On a BLE Peripheral NRF52840 built with nRF Connect SDK v3.0.2, high-rate GATT notifications sometimes push the stack into a state where no (HCI 0x13) events arrive for the active connection. After that, bt_gatt_notify_cb() callbacks stop, the app’s in-flight window never drains, the queue backs up, and eventually bt_l2cap_create_pdu_timeout() blocks in net_buf_alloc(). Stopping scanning, disabling vendor events, or waiting does not recover it. Only a reset (or disconnect) clears it.
I am aware of the known issues listed here https://docs.nordicsemi.com/bundle/ncs-latest/page/nrf/releases_and_maturity/known_issues.html.

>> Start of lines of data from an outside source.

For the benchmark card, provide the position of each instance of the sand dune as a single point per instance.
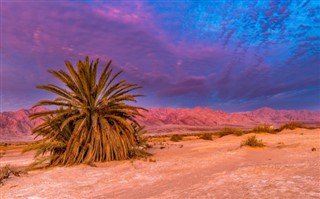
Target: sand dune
(193, 168)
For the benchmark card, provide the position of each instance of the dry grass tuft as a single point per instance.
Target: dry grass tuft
(230, 131)
(7, 171)
(206, 136)
(292, 126)
(252, 141)
(264, 128)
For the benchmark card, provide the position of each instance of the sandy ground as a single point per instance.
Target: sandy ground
(286, 168)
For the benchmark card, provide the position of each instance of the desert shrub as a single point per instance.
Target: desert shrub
(7, 171)
(230, 131)
(206, 136)
(252, 141)
(176, 138)
(93, 121)
(264, 128)
(291, 126)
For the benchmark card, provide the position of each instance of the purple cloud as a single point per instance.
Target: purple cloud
(232, 56)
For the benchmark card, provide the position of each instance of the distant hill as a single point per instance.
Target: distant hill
(16, 126)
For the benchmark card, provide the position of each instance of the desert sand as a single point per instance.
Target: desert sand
(193, 168)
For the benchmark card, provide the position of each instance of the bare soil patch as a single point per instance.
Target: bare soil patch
(287, 167)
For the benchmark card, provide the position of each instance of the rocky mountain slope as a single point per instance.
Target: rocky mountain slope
(16, 126)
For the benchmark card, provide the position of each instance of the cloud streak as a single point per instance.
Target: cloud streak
(226, 55)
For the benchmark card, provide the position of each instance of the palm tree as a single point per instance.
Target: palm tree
(92, 122)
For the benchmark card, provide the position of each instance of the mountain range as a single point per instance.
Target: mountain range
(16, 126)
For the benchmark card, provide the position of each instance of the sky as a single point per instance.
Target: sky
(224, 54)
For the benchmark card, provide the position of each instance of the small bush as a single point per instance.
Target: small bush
(230, 131)
(291, 126)
(138, 152)
(7, 170)
(206, 136)
(252, 142)
(176, 138)
(264, 128)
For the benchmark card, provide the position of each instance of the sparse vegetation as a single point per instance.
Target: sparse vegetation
(264, 128)
(252, 141)
(292, 126)
(206, 136)
(230, 131)
(7, 171)
(176, 138)
(93, 122)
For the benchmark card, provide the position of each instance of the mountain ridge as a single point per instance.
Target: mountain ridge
(16, 126)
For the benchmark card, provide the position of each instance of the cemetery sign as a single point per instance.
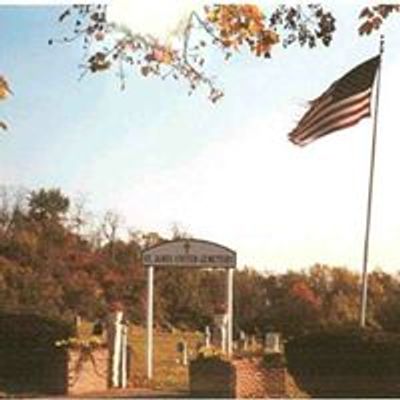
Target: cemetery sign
(189, 253)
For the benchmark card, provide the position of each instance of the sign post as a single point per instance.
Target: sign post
(150, 310)
(187, 253)
(229, 298)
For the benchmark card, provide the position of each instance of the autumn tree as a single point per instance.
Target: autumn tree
(4, 92)
(230, 28)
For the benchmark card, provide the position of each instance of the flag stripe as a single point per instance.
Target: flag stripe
(336, 115)
(332, 107)
(347, 123)
(344, 103)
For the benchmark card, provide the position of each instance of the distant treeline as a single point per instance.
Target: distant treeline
(59, 261)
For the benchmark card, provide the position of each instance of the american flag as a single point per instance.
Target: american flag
(345, 103)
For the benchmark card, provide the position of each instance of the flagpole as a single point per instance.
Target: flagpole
(364, 289)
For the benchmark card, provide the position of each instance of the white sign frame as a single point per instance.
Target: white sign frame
(187, 253)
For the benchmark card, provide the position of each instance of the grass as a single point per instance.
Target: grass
(168, 374)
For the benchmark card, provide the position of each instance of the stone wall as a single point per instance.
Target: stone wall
(240, 378)
(87, 371)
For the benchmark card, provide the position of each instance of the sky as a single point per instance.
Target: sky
(223, 172)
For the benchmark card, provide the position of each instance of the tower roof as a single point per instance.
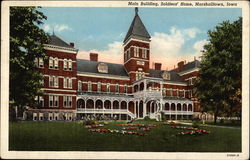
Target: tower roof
(137, 29)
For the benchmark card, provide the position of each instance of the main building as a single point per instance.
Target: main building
(76, 88)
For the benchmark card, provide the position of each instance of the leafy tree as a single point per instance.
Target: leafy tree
(26, 44)
(218, 87)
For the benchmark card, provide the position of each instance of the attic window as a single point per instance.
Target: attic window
(166, 75)
(102, 68)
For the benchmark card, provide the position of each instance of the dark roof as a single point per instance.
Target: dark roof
(176, 98)
(137, 28)
(191, 65)
(56, 41)
(173, 75)
(91, 67)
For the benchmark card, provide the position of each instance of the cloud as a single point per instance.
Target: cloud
(165, 48)
(56, 27)
(113, 53)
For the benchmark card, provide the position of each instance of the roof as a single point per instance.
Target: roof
(91, 67)
(191, 65)
(173, 75)
(56, 41)
(137, 28)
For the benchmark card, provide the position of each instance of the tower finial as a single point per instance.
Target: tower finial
(136, 10)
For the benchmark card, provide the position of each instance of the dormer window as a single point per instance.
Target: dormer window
(102, 68)
(166, 75)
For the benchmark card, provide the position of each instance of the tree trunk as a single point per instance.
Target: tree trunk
(216, 115)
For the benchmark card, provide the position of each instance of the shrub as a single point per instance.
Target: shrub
(89, 122)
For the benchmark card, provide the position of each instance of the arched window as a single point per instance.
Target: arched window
(79, 85)
(51, 62)
(99, 86)
(108, 87)
(89, 86)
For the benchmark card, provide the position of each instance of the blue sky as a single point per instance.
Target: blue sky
(177, 33)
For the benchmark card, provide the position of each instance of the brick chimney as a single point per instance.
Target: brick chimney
(93, 57)
(181, 66)
(71, 44)
(157, 66)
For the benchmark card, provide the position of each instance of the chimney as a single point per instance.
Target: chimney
(181, 66)
(93, 57)
(157, 66)
(71, 44)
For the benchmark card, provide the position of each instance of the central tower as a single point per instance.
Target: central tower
(137, 49)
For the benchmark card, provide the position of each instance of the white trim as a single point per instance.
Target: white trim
(188, 71)
(63, 90)
(47, 75)
(61, 49)
(140, 59)
(96, 75)
(60, 94)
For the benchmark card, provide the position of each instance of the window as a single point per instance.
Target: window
(65, 82)
(41, 101)
(36, 62)
(56, 63)
(136, 51)
(79, 86)
(108, 87)
(69, 82)
(51, 62)
(55, 101)
(41, 64)
(70, 65)
(144, 53)
(99, 86)
(89, 86)
(125, 88)
(55, 81)
(42, 82)
(65, 64)
(117, 88)
(125, 56)
(164, 92)
(50, 81)
(70, 101)
(67, 101)
(51, 101)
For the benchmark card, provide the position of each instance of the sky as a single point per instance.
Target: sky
(176, 33)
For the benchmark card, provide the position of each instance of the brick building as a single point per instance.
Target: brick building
(76, 88)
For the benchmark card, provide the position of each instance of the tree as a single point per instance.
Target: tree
(26, 44)
(218, 87)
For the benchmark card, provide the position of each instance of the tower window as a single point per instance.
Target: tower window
(108, 87)
(89, 86)
(51, 63)
(99, 85)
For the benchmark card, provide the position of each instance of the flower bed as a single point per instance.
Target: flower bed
(94, 126)
(194, 132)
(123, 132)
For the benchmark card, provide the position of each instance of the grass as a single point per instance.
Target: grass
(72, 136)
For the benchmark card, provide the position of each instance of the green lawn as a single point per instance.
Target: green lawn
(72, 136)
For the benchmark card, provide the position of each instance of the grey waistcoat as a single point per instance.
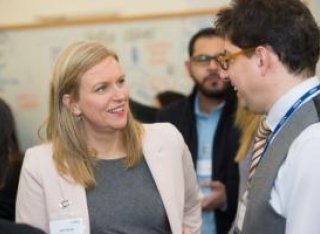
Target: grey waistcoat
(260, 218)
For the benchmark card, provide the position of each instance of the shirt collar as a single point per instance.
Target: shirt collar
(199, 113)
(281, 106)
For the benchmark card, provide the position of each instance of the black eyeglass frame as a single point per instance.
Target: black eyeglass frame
(205, 59)
(226, 57)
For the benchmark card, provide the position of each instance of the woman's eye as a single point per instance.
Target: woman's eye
(101, 88)
(122, 81)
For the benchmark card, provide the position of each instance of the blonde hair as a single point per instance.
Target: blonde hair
(72, 156)
(247, 122)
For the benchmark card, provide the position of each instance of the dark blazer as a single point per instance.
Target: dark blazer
(226, 142)
(7, 227)
(143, 113)
(8, 192)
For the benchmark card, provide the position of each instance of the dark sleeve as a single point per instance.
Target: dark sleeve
(8, 193)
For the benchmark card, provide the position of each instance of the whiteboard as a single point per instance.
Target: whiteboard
(152, 53)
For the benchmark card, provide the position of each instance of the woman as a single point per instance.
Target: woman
(102, 171)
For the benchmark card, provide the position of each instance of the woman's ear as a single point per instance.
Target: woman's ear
(68, 102)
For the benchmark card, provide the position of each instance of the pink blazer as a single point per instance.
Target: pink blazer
(42, 190)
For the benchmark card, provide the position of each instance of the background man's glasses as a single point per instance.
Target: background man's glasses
(204, 59)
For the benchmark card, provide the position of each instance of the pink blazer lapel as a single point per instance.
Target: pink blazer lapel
(160, 166)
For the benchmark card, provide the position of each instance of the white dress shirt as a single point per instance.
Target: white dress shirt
(296, 191)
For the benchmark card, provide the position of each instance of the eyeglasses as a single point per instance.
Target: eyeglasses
(226, 57)
(204, 59)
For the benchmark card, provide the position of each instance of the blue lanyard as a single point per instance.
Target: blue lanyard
(292, 109)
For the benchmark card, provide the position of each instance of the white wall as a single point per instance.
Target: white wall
(17, 11)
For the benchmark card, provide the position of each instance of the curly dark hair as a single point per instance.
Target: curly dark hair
(9, 148)
(287, 26)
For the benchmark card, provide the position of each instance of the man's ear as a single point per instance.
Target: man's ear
(68, 102)
(187, 65)
(264, 59)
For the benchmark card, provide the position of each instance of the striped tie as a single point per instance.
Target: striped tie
(260, 141)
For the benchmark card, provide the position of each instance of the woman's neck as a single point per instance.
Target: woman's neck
(108, 146)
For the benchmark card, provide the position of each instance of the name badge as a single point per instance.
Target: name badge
(66, 226)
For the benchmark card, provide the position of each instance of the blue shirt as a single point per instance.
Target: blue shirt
(206, 128)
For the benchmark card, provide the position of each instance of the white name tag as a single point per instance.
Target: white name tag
(66, 226)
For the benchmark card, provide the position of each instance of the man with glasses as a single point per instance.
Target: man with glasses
(271, 52)
(205, 120)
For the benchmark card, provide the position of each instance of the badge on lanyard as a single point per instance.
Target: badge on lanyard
(67, 226)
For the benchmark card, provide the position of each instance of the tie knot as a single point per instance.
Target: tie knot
(263, 130)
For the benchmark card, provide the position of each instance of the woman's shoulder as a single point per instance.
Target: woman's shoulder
(165, 131)
(41, 152)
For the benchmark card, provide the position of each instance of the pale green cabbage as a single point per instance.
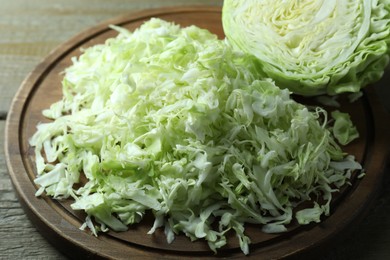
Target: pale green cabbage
(313, 47)
(171, 120)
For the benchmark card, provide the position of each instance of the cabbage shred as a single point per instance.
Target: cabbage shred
(172, 121)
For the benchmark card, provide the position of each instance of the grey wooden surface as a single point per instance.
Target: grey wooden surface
(29, 30)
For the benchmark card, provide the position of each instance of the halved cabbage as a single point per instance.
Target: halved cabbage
(170, 120)
(313, 47)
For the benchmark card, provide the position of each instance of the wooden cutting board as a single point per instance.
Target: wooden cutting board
(60, 225)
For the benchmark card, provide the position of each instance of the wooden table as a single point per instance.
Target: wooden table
(29, 30)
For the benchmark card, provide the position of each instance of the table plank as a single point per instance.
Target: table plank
(31, 29)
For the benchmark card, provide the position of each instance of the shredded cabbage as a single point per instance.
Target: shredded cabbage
(172, 121)
(313, 47)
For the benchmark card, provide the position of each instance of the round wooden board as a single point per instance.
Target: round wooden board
(61, 225)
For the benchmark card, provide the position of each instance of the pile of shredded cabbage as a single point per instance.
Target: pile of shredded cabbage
(172, 121)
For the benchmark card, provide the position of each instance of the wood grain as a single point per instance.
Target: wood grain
(31, 29)
(61, 225)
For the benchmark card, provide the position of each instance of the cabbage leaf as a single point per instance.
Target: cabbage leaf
(313, 47)
(174, 122)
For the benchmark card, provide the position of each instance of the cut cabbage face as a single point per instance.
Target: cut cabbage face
(313, 47)
(172, 121)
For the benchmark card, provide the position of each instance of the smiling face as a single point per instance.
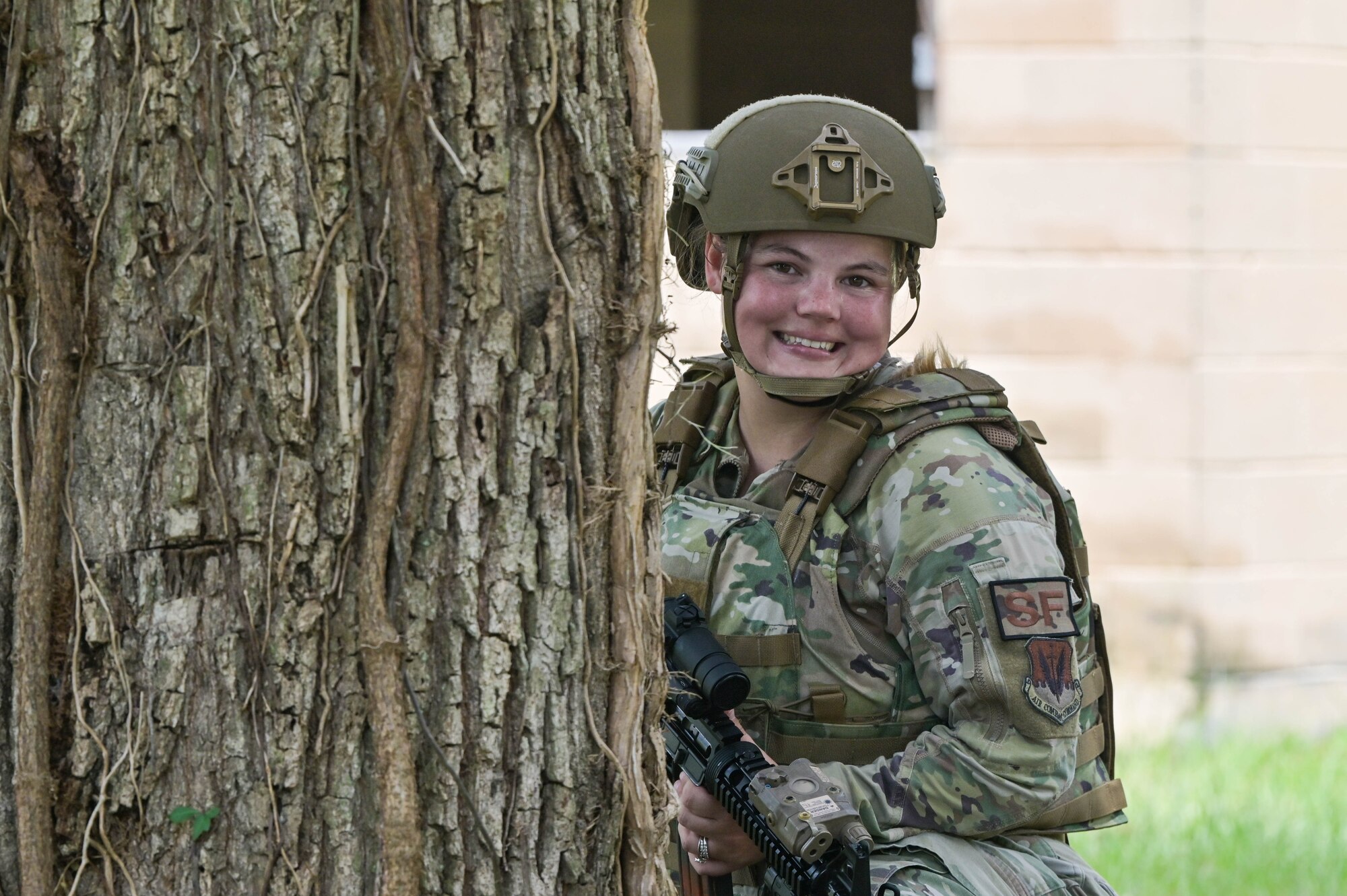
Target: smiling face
(812, 304)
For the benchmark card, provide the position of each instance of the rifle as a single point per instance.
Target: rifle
(805, 824)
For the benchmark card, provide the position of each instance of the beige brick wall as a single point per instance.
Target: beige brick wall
(1148, 219)
(1147, 244)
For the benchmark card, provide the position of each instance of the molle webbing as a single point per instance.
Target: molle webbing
(763, 650)
(852, 751)
(1096, 802)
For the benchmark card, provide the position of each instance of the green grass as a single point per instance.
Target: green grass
(1237, 817)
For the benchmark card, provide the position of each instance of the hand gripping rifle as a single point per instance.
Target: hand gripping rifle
(806, 827)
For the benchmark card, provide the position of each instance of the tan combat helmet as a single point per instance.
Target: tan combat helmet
(802, 163)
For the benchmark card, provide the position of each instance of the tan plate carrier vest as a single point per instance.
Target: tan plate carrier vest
(826, 477)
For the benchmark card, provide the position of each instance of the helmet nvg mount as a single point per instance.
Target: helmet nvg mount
(802, 163)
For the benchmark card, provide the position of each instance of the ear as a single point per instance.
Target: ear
(715, 263)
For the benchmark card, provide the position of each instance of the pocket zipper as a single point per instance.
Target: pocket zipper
(983, 685)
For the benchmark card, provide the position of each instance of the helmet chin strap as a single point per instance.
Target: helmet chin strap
(914, 279)
(805, 392)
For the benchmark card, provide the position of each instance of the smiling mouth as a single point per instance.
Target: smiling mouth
(809, 343)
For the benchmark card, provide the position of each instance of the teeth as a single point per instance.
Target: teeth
(813, 343)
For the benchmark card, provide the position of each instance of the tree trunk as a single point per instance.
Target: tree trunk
(327, 518)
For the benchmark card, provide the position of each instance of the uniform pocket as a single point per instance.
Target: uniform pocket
(848, 743)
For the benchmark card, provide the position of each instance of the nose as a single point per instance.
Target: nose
(820, 300)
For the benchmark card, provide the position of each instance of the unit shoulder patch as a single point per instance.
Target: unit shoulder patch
(1053, 684)
(1034, 609)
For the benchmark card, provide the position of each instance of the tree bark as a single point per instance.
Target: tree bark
(327, 463)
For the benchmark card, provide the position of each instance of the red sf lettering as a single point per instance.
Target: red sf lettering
(1024, 611)
(1053, 603)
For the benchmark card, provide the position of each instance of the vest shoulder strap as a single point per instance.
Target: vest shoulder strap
(686, 413)
(829, 469)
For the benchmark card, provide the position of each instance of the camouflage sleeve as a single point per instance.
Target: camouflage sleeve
(975, 580)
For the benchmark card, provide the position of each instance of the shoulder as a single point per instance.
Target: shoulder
(942, 483)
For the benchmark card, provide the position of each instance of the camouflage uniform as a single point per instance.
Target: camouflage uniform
(900, 610)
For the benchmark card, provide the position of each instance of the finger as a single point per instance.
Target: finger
(713, 868)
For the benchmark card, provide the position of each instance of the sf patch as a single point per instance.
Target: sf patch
(1034, 609)
(1053, 685)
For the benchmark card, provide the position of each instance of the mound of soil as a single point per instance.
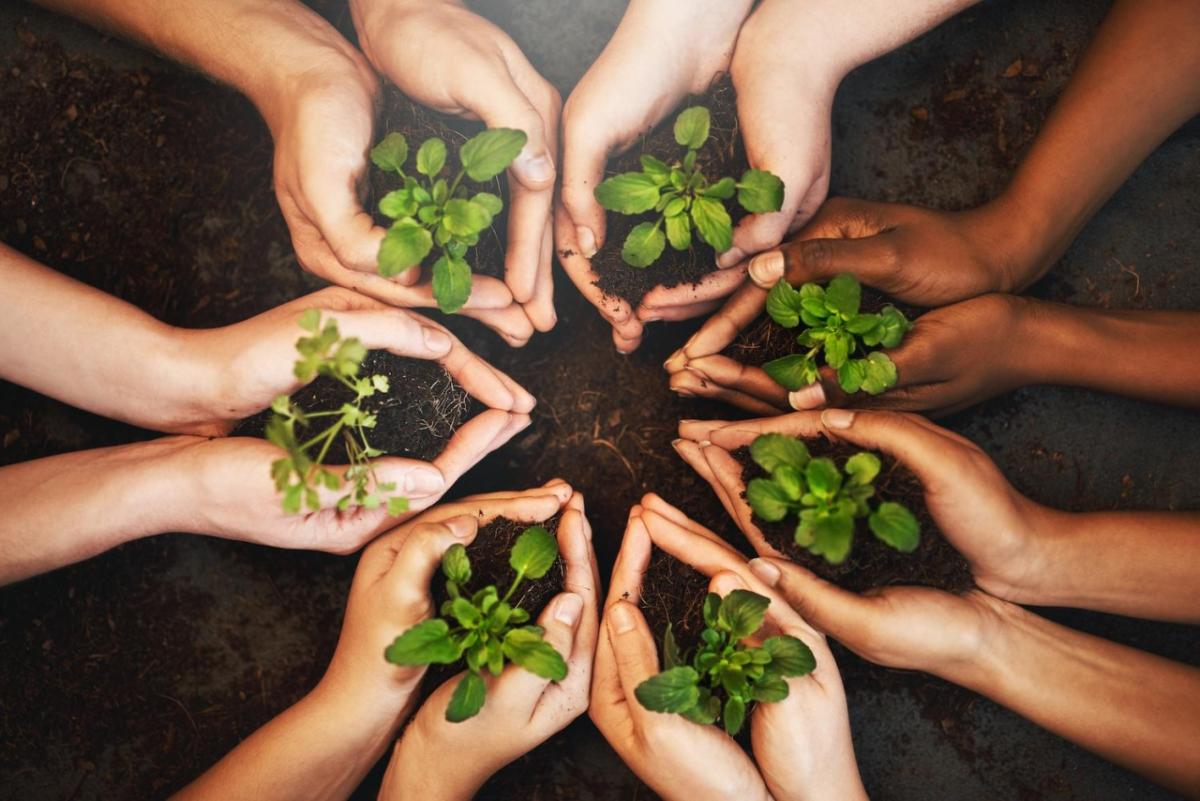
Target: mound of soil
(417, 417)
(871, 562)
(721, 155)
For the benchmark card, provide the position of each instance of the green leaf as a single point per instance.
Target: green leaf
(467, 698)
(773, 451)
(527, 649)
(760, 192)
(643, 245)
(451, 283)
(405, 246)
(534, 552)
(743, 612)
(629, 193)
(426, 643)
(671, 691)
(390, 154)
(713, 223)
(490, 152)
(431, 156)
(456, 564)
(790, 656)
(691, 127)
(895, 525)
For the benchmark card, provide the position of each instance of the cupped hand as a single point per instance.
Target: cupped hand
(453, 60)
(521, 709)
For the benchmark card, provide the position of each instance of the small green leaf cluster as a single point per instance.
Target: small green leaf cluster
(684, 198)
(429, 210)
(837, 330)
(484, 627)
(827, 500)
(301, 473)
(725, 666)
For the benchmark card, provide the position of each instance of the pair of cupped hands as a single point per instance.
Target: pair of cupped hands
(801, 747)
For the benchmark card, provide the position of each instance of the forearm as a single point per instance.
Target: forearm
(1134, 709)
(65, 509)
(1138, 82)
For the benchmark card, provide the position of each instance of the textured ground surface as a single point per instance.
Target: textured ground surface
(126, 676)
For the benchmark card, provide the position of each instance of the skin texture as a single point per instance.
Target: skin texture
(324, 745)
(802, 747)
(521, 710)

So what I am looking for is a safe workaround to reset the BLE stack without tearing down the user connection, ideally something host-side (e.g., controller/host re-init) that doesn’t require a full MCU reset. I am getting ready to release into my production, but I cannot get around this deadlock. And the most annoying thing is it can take several hours to reproduce. So far the only way I have to recover is to either let the WDT reset or I force a reset in software.
Symptom summary:
Kernel is blocked inside bt_l2cap_create_pdu_timeout() → net_buf_alloc() waiting on a TX buffer. The controller still sends other HCI events so I know the SDC is still alive.